Having strong, secure passwords protects the sensitive information of your business from the prying eyes of hackers, competitors, and other unscrupulous people with an ax to grind against your company. With so much business information kept online in the modern economy, your passwords serve as a virtual lock and key for everything from your payroll data and marketing campaigns to your business social media accounts.

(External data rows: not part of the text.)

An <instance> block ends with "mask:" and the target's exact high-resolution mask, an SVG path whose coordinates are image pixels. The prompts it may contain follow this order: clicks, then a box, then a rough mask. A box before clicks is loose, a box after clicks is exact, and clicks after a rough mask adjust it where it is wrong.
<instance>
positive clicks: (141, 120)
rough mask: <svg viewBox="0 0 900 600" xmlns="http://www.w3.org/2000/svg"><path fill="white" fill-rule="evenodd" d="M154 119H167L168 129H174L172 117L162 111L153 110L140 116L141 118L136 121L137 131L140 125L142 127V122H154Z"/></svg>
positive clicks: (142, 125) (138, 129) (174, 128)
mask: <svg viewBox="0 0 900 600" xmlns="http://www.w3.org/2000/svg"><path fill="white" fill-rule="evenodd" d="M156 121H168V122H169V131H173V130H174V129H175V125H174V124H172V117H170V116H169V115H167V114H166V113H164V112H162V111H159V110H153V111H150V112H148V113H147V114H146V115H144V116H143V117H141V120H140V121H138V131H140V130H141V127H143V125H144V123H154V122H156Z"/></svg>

Passwords are highly effective against data breaches as long as you make them difficult to guess and don’t reveal them to others. As your business grows, however, it eventually becomes difficult to manage everything on your own. Delegating responsibility involves granting password access to certain employees you hire to do tasks for you. The following guide covers the basic security essentials for sharing your company passwords with employees.
Be Stingy With Access
Ideally, as a small business owner, you want no more than one person besides yourself having access to each of your passwords. For example, if you delegate the task of promoting your business on social media, then there should be one social media manager with access to your passwords for Facebook, Twitter, Instagram, and so forth. Other employees who work under this person might help with brainstorming ideas for social media campaigns or posts, but they shouldn’t have access to log in and access the accounts themselves. Everything should be done through the department head.
Always Know Your Passwords
Never, at any time, should your employees be allowed to change passwords without your knowledge. You are the owner of the business. You should be able to access any account you want, at any time, without having to go through a subordinate.
This password security policy should be etched in stone when you start handing out password access on, ideally, a limited basis to people who work for you. No password changes are to be made without clearing it with you first, and you are to know the current passwords for all business accounts at all times.
Your business security depends on you being able to access any company records immediately if the need arises. The last thing you want in an emergency situation is to have to track down an employee who is on vacation or out of the office just to be able to access your accounting records.
Consider a Trusted Confidant
If your business is very small with only a handful of employees, it probably doesn’t make sense to designate a different employee to have access to each of your passwords. Instead, pick your most senior employee, or the person you trust the most in the company, and grant him or her access to all your business passwords. This employee essentially serves as a backup if you’re ever out of the office or unavailable when something requiring password access needs to be completed. All other employees must come to you or the person you designate when they need access to something protected behind a password.